# IR-QLoRA

**Repository Path**: xuyangyan/IR-QLoRA

## Basic Information

- **Project Name**: IR-QLoRA
- **Description**: No description available
- **Primary Language**: Unknown
- **License**: Not specified
- **Default Branch**: main
- **Homepage**: None
- **GVP Project**: No

## Statistics

- **Stars**: 0
- **Forks**: 0
- **Created**: 2024-03-07
- **Last Updated**: 2024-03-07

## Categories & Tags

**Categories**: Uncategorized

**Tags**: None

## README

# IR-QLoRA

Created by Haotong Qin, Xudong Ma, Xingyu Zheng, Xiaoyang Li, Yang Zhang, Shouda Liu, Jie Luo, Xianglong Liu and Michele Magno from Beihang University, Bytedance AI Lab, and ETH Zürich. [[arXiv](https://arxiv.org/abs/2402.05445)]

## Introduction

This project is the official implementation of our [Accurate LoRA-Finetuning Quantization of LLMs via Information Retention]().
The LoRA-finetuning quantization of LLMs has been extensively studied to obtain accurate yet compact LLMs for deployment on resource-constrained hardware. However, existing methods cause the quantized LLM to severely degrade and even fail to benefit from the finetuning of LoRA. This paper proposes a novel **IR-QLoRA** for pushing quantized LLMs with LoRA to be highly accurate through information retention. The proposed IR-QLoRA mainly relies on two technologies derived from the perspective of unified information: (1) statistics-based *Information Calibration Quantization* allows the quantized parameters of LLM to retain original information accurately; (2) finetuning-based *Information Elastic Connection* makes LoRA utilizes elastic representation transformation with diverse information. Comprehensive experiments show that IR-QLoRA can significantly improve accuracy across LLaMA and LLaMA2 families under 2-4 bit-widths, *e.g.*, 4-bit LLaMA-7B achieves 1.4% improvement on MMLU compared with the state-of-the-art methods. The significant performance gain requires only a tiny 0.31% additional time consumption, revealing the satisfactory efficiency of our IR-QLoRA. We highlight that IR-QLoRA enjoys excellent versatility, compatible with various frameworks (*e.g.*, NormalFloat and Integer quantization) and brings general accuracy gains.

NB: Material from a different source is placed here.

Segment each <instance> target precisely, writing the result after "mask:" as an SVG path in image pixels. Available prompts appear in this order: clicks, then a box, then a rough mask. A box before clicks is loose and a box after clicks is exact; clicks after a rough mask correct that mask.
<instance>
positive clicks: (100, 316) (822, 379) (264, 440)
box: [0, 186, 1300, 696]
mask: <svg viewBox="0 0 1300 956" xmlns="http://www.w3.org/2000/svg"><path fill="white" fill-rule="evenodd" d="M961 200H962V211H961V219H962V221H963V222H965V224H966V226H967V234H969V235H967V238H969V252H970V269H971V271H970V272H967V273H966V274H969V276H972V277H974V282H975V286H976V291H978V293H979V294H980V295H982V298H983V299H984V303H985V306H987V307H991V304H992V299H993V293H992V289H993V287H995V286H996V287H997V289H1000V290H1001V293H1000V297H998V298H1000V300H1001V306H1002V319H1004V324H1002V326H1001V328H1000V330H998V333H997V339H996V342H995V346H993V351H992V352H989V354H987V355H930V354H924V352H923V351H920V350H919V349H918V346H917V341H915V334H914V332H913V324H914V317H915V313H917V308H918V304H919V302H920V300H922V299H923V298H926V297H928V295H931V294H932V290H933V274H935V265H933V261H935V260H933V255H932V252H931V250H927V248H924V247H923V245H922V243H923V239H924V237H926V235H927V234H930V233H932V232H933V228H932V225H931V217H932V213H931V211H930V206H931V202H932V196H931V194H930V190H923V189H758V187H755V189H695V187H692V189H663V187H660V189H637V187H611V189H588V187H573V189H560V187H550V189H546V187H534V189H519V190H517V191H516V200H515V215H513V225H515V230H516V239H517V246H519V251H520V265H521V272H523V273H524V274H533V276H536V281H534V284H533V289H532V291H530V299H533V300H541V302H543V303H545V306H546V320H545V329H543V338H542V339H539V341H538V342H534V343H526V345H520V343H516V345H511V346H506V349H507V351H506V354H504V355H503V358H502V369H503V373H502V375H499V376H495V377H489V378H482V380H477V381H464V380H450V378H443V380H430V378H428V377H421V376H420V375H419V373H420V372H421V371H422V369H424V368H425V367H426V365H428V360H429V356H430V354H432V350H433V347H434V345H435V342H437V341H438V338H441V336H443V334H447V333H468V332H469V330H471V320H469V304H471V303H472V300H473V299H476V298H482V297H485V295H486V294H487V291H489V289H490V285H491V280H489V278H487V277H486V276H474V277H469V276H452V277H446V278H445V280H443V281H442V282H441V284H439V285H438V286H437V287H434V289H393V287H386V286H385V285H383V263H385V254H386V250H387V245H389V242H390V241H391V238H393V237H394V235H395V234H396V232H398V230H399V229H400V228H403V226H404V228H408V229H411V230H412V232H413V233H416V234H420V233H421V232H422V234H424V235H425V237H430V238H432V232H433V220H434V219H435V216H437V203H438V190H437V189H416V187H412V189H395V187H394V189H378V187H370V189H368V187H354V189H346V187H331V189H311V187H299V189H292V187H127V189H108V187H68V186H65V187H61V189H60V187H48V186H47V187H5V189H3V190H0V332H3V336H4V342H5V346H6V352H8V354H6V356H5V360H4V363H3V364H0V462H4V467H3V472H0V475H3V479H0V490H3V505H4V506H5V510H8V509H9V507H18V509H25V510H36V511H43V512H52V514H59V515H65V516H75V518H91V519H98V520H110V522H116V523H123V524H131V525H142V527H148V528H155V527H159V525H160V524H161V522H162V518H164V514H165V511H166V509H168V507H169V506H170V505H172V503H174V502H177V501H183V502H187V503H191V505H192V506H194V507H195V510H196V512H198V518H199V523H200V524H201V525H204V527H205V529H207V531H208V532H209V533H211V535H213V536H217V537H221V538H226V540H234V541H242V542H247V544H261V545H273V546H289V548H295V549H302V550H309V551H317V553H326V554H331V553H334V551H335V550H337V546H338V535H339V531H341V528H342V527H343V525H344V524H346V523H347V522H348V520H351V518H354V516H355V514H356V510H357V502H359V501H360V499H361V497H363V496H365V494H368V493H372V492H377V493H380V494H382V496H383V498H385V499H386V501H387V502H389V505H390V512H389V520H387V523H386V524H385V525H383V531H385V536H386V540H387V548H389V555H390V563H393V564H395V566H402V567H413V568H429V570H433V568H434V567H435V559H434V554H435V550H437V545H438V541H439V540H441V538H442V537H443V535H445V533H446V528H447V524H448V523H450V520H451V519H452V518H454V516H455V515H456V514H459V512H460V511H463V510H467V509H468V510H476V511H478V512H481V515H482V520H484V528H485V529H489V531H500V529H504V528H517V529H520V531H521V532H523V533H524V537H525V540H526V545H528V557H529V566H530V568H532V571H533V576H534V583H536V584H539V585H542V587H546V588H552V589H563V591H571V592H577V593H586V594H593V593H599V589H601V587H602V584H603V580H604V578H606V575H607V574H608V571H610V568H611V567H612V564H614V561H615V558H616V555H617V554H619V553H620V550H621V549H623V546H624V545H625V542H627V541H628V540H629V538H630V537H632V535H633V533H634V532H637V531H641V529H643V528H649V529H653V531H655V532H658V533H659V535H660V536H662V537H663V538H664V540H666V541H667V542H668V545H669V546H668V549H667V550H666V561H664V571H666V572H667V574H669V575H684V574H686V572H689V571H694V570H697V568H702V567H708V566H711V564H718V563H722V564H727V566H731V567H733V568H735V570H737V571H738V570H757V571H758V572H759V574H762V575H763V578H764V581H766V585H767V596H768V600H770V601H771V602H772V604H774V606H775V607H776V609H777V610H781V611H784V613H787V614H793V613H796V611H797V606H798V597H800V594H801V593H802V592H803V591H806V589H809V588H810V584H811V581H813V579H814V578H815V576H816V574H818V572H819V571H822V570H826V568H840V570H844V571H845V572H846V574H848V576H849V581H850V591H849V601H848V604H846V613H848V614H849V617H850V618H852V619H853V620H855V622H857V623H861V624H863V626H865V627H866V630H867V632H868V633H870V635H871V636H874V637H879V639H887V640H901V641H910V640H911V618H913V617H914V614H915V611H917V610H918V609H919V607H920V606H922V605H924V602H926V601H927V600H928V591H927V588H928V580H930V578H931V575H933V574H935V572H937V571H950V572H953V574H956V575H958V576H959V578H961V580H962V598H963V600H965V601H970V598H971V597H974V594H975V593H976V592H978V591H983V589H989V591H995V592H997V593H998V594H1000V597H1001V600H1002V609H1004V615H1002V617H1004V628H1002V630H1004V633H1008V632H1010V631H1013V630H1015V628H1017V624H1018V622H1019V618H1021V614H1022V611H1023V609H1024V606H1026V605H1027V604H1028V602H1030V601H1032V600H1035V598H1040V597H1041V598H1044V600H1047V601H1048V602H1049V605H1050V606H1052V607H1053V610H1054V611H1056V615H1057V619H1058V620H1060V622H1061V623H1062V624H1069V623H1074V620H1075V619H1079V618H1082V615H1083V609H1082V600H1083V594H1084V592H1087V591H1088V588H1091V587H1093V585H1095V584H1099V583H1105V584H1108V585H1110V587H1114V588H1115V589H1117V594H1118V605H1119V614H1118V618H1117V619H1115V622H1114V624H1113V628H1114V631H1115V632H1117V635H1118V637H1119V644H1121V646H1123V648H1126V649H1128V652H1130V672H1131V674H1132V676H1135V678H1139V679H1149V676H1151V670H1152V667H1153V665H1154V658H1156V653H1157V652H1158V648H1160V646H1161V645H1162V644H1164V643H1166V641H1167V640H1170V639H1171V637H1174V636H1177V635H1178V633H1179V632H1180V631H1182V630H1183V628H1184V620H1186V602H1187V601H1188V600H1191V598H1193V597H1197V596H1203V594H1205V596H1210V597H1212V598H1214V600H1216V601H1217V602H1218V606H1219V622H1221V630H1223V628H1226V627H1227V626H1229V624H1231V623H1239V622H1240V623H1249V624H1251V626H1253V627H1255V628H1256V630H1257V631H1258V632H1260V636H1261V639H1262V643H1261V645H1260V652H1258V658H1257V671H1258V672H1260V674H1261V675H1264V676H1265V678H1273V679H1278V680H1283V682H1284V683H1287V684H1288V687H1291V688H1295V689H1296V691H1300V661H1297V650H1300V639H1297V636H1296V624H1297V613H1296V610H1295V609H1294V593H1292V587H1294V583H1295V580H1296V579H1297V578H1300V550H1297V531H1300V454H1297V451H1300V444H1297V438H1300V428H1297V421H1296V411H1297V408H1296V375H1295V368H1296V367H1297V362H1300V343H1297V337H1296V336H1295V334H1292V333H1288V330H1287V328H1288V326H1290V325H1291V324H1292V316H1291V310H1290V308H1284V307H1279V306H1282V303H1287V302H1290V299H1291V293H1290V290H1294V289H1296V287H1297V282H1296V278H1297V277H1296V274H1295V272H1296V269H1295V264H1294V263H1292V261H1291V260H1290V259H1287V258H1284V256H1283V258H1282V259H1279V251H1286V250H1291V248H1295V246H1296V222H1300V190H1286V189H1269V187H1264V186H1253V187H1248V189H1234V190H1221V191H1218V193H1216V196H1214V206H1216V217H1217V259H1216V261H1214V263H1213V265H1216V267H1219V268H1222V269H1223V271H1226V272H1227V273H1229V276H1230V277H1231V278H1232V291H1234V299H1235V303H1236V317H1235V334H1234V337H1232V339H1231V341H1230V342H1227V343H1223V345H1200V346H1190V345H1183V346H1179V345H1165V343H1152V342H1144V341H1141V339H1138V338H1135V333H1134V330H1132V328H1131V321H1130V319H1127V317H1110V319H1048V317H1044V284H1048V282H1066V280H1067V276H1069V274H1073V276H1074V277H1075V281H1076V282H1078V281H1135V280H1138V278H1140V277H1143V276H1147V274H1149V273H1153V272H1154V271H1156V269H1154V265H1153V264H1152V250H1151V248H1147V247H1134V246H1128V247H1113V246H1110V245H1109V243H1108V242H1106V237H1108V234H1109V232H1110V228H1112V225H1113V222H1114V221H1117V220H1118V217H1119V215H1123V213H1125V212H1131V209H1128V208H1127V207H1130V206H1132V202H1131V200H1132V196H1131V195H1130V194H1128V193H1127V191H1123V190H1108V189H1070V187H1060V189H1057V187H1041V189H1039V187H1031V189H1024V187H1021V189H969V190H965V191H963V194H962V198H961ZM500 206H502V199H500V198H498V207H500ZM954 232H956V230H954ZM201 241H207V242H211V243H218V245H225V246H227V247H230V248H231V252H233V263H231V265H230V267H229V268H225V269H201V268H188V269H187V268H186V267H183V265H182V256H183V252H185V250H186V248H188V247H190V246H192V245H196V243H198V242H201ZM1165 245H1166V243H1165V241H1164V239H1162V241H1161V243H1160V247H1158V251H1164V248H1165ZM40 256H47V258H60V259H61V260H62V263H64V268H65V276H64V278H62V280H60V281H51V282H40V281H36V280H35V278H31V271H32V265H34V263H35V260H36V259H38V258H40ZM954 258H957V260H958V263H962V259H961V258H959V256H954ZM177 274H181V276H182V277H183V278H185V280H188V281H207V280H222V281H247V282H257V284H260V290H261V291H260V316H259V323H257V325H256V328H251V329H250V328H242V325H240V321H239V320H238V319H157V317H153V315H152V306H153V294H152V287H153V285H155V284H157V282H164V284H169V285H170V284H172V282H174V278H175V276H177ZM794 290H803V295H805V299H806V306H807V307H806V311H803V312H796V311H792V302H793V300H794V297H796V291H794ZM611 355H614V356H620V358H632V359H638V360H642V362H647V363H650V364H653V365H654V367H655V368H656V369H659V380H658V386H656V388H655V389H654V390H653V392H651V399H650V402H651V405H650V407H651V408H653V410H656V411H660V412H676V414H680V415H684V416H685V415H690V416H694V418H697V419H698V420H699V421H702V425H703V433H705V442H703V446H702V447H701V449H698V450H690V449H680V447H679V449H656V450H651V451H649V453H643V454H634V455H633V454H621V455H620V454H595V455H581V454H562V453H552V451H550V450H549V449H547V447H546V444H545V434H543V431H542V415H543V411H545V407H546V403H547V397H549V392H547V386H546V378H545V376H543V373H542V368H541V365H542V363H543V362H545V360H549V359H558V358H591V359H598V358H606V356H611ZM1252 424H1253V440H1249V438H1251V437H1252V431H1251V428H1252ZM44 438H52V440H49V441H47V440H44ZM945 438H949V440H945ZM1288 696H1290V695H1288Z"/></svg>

![loading-ag-172](./imgs/overview.png)

## Getting Started

This tutorial uses the Alpaca dataset as an example to perform IR-QLoRA fine-tuning on the LLaMA-7B model in PyTorch.

### Fine-tune
The `irqlora.py` code is a starting point for finetuning and inference on various datasets. Basic command for finetuning a baseline model on the Alpaca dataset:

```bash
python irqlora.py --model_name_or_path <path_or_name>
```

We provide a script in `scripts/finetune.sh` file for fine-tuning on alpaca, and you are free to adjust its parameters to get the results you want.

### Evaluation

To evaluate the fine-tuned model, you can use the `evaluate_mmlu.py` script. Basic command for evaluating a fine-tuned model on the MMLU dataset:

```bash
python evaluate_mmlu.py --model_name_or_path <path_or_name> --lora_ckpt_dir <lora_checkpoint_dir>
```

We provide a script in `scripts/evaluate_mmlu.sh` file for evaluating on mmlu (5-shot).